I’ve written to Apple to request it at least be disabled when Reduce Motion is active. It isn’t quite iOS 7 folders bad but it’s a long way from good. (And it’s another example of how Motion accessibility is rarely baked it and is instead reactive.)


Stanisław Małolepszy

I'm not exaggerating when I say that it took me months to figure out (a) what it was, (b) that I was the one who was triggering it, and then to learn that (c) it was intentionally designed this way. Before that, I just thought it was a rendering bug, perhaps caused by some old UI framework persisting in the codebase for years. Kind of like in Windows, where you sometimes discover a dialog that looks like Windows 2000 (which I miss dearly). Not to mention the visual jitter caused by the reflow.


He touches on the real issue in the second paragraph. Any interface that moves when you try to touch it is doing it wrong, and there are far too many of them these days, both in operating systems and web pages.

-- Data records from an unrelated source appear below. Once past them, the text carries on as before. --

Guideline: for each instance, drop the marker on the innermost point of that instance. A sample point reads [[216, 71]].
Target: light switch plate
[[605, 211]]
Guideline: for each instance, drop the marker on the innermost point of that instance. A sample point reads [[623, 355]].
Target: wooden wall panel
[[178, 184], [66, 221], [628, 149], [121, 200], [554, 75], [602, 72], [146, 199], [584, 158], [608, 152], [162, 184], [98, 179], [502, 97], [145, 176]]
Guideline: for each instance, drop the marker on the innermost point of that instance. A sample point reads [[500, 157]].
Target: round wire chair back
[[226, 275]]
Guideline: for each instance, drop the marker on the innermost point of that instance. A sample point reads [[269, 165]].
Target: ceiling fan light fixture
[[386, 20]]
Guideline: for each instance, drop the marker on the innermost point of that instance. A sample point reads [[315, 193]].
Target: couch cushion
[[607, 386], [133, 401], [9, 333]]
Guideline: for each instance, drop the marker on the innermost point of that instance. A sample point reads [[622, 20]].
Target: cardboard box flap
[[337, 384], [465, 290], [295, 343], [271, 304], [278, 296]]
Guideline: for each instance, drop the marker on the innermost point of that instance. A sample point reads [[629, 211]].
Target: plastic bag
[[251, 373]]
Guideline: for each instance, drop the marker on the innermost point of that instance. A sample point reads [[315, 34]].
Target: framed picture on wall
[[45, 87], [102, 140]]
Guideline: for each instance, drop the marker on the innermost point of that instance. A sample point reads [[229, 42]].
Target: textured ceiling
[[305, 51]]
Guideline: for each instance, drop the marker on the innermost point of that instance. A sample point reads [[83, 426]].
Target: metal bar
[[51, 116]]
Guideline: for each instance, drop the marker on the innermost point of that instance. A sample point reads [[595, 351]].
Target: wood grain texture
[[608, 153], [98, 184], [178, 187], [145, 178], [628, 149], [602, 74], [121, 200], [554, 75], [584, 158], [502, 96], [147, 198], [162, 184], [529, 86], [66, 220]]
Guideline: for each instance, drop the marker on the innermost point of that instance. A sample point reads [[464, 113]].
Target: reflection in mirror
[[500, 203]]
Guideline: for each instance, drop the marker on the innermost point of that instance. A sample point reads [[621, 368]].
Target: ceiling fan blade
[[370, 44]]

Once something is laid out that way, bloody well leave it alone until I take an action. Way too much stuff jumping around.


I first encountered it in safari and thought it was a bug.

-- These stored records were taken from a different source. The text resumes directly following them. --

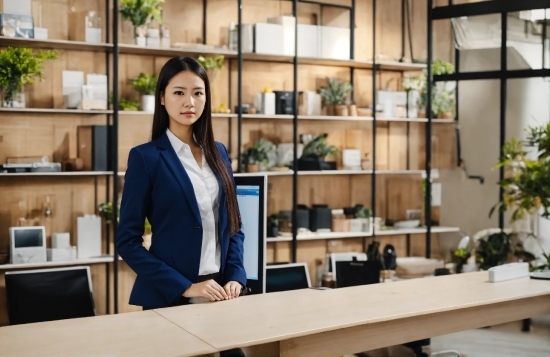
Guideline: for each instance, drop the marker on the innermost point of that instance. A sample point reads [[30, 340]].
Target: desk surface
[[261, 319], [131, 334]]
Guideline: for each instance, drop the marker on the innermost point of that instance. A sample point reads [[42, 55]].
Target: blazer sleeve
[[234, 267], [136, 199]]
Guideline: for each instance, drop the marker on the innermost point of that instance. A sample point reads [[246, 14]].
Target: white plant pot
[[140, 41], [148, 103]]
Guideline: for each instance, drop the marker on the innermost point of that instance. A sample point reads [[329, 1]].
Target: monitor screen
[[286, 277], [49, 294], [28, 237], [251, 199]]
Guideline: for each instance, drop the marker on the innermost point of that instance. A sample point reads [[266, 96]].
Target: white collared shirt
[[206, 188]]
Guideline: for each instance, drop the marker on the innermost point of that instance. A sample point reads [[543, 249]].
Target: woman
[[183, 183]]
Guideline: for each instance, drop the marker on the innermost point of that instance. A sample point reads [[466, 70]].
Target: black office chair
[[49, 294]]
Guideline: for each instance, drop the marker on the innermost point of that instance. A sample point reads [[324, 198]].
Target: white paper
[[99, 84]]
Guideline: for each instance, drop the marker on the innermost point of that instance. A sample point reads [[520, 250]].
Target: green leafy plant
[[211, 62], [259, 153], [494, 250], [19, 66], [144, 84], [141, 12], [128, 104], [526, 183], [319, 147], [336, 92]]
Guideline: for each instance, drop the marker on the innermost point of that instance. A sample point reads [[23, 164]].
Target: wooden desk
[[131, 334], [342, 321]]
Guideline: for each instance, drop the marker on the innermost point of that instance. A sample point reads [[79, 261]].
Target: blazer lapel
[[175, 166]]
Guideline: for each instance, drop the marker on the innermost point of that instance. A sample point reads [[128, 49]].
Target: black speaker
[[320, 217], [94, 143]]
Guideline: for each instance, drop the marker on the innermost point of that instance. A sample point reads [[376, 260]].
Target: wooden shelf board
[[55, 44], [72, 173], [87, 261], [174, 51], [55, 111]]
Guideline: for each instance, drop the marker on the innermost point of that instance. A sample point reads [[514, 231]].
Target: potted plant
[[335, 96], [141, 13], [314, 154], [19, 66], [145, 85], [273, 225], [258, 156], [527, 174]]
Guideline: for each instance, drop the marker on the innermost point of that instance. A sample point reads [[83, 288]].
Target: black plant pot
[[314, 163], [272, 231]]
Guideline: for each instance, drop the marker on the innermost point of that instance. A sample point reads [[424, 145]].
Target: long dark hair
[[202, 129]]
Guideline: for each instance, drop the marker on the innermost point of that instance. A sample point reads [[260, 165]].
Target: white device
[[508, 272], [61, 240], [59, 254], [27, 244], [88, 236]]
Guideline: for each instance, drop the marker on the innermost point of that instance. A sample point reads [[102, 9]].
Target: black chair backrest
[[358, 273], [49, 294]]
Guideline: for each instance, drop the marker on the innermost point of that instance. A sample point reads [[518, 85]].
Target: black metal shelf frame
[[502, 7]]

I also took a while to realize that it was me that was triggering it, and when I did, I couldn't believe that there wasn't any obvious way to turn it off. So incredibly distracting!


Ohh, thats what it is, I was so confused that sometimes when I move mouse pointer out of the way while working, may window starts to resize(mostly with sticky trackpad) by accident when I try to interact with trackpad again.

So frustrating


In non-fullscreen mode, the way that Safari occasionally does it on the left side of the window (showing a tiny sliver of the 'Reading List' like 8 points wide) cannot be a deliberate design because it looks completely inscrutable.

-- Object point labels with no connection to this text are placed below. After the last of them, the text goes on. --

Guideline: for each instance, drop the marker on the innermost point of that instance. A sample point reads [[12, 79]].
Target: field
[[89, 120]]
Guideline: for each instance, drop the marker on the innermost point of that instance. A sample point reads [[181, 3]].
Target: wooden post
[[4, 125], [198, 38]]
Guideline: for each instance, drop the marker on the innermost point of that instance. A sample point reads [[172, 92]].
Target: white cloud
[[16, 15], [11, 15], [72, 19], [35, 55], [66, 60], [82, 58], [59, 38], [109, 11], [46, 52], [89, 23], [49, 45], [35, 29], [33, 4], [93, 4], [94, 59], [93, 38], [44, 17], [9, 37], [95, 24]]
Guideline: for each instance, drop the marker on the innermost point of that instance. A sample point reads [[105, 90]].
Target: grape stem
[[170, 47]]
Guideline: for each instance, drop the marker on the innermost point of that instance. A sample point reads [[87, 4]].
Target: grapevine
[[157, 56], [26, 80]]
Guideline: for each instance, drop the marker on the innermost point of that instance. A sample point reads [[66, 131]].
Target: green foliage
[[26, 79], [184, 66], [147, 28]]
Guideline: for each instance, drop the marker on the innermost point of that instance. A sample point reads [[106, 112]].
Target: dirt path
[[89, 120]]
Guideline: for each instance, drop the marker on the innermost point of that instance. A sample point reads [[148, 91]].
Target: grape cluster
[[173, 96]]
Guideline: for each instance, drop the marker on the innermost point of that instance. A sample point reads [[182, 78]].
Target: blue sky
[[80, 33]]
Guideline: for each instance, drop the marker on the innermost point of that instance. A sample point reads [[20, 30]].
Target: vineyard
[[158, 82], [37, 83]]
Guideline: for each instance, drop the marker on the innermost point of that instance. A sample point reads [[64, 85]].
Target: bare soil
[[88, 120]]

I had never encountered this, and it took me a while to figure out what you guys were talking about.
I agree this is a weird GUI flaw. And the inconsistency amongst apps is bad too. There should be one obvious and _standard_ way to show / hide side bars. A lot of folks have standardized on the tool bar button but different apps put it in different places.

I also discovered: if you click twice on the edge of a window, it will extend it to the end of the screen!


@Bart
Yes! Stop moving things as my hand is moving, it drives me crazy! I don't use Apple products anymore so if it was just a MacOS or iOS problem, then fine, alas, it simply is not. The web is probably the worst offender with constant mouse over events and the like. Mobile apps can be pretty jank too. Everything feels over engineered and not nearly as slick as the developer's probably think it is…

People wonder why I use Linux and stick to simple interface like XFCE! (Yes, yes, don't get me starter on apps not understanding HiDPI or the differences between GTK, QT, etc. frameworks all intermingled, but oddly enough I was able to find a lot of work arounds for these details and since I'm using a "hobbyist OS" that seems somewhat expected.)